I don't think this analogy conveys anything particularly useful. The reasons most restaurants don't charge Michelin star prices are:
* Ingredient costs go up rapidly too.
* Because of that, the profit margins are narrow in the restaurant business at all restaurant price levels. There are rich restauranteurs here and there but owning a high end restaurant is still a very risky business venture and many are barely scraping by.
* You become talent bound. Finding chefs who can prepare food at that level is hard. Designing a good menu is very hard. Food is like any other creative art, you can't just arbitrarily decide to make amazing food—many try and fail.
* There is limited demand. Most people can't afford to eat high end food often and even those who can often don't want to go to the same restaurant over and over.
I don't see how any of this maps to the topic being discussed.

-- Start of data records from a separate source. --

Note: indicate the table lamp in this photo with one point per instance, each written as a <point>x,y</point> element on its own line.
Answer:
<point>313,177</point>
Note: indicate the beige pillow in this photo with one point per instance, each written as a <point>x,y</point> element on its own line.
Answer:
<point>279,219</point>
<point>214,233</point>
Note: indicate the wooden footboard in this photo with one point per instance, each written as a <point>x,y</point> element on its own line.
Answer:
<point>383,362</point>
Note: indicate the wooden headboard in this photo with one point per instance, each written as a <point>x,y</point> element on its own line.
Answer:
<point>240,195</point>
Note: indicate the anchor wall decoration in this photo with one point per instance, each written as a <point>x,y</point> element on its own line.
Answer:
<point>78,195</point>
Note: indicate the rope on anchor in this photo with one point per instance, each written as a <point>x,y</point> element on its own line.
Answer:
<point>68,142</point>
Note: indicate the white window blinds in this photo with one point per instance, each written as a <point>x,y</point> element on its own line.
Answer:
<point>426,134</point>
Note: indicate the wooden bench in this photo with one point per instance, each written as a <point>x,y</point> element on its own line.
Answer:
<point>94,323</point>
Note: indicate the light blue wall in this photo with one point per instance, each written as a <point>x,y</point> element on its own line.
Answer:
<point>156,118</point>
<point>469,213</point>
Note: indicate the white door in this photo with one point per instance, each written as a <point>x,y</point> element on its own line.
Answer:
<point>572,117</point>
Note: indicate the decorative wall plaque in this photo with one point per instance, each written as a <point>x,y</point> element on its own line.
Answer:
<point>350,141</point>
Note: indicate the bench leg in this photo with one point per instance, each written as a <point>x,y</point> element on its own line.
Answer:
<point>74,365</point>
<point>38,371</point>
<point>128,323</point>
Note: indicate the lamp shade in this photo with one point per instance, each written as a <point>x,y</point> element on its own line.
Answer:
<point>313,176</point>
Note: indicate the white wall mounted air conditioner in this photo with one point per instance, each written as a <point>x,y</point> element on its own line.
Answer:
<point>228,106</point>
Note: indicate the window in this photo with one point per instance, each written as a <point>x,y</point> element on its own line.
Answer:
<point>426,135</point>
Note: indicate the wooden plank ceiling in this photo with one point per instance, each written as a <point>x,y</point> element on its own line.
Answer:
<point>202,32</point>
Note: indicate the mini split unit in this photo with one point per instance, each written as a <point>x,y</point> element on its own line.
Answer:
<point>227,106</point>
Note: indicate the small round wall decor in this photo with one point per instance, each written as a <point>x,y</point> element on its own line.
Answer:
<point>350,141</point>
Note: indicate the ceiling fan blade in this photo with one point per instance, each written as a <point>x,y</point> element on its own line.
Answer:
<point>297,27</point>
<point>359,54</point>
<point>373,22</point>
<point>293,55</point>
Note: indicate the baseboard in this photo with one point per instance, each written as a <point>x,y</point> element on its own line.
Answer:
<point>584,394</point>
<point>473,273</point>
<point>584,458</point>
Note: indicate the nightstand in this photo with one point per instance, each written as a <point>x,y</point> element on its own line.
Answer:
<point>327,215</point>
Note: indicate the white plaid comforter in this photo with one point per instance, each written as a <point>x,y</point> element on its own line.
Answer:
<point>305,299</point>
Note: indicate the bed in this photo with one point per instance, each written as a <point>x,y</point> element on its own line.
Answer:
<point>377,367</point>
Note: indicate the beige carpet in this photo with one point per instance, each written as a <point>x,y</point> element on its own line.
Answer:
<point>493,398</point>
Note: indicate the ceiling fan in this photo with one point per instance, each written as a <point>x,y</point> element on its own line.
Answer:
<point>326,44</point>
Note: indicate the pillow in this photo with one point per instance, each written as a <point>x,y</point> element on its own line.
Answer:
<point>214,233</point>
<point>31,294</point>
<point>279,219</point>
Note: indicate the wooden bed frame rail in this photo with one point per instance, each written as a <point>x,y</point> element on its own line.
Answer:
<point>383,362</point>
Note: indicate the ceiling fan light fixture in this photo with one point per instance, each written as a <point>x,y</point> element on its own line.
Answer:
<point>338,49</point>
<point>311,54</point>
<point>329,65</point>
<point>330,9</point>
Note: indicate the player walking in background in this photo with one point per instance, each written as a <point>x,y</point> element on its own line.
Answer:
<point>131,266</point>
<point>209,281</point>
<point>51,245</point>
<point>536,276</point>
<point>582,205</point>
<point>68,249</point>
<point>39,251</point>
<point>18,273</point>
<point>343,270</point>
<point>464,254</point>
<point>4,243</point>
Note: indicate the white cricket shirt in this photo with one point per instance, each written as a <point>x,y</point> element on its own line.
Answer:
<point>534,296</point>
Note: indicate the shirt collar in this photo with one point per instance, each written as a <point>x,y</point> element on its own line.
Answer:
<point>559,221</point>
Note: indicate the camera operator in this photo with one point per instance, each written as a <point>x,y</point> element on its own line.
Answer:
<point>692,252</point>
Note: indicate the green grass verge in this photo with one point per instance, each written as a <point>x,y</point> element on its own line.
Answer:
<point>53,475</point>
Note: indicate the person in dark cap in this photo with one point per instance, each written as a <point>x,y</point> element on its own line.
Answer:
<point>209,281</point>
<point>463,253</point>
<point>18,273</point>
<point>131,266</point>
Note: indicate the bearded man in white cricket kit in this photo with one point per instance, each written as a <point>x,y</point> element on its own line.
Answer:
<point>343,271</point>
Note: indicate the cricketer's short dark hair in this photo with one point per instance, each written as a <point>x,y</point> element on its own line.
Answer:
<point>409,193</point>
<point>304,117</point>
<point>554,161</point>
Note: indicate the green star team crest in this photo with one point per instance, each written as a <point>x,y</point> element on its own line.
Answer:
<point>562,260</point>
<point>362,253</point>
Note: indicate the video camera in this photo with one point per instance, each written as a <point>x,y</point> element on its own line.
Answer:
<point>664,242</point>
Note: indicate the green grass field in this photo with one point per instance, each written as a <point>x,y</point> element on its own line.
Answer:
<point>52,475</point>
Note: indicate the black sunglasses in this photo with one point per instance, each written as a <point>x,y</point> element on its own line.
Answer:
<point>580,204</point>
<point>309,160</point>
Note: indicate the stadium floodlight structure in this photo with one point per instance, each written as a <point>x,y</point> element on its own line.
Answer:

If we're talking about construction work in South-East Asia, the same basic principles apply. Limited demand because there really aren't that many foreigners relative to locals (and some of the foreigners don't have more money than the local middle class anyway), and satisfying the foreigners' more exacting standards, weird ideas about construction and insistence on exotic materials needs more skill than most local construction workers possess, and competent English. That means most people in construction are only going to get to work for a wealthy Westerner through a middleman, and that middleman is going to pay them the standard local rates.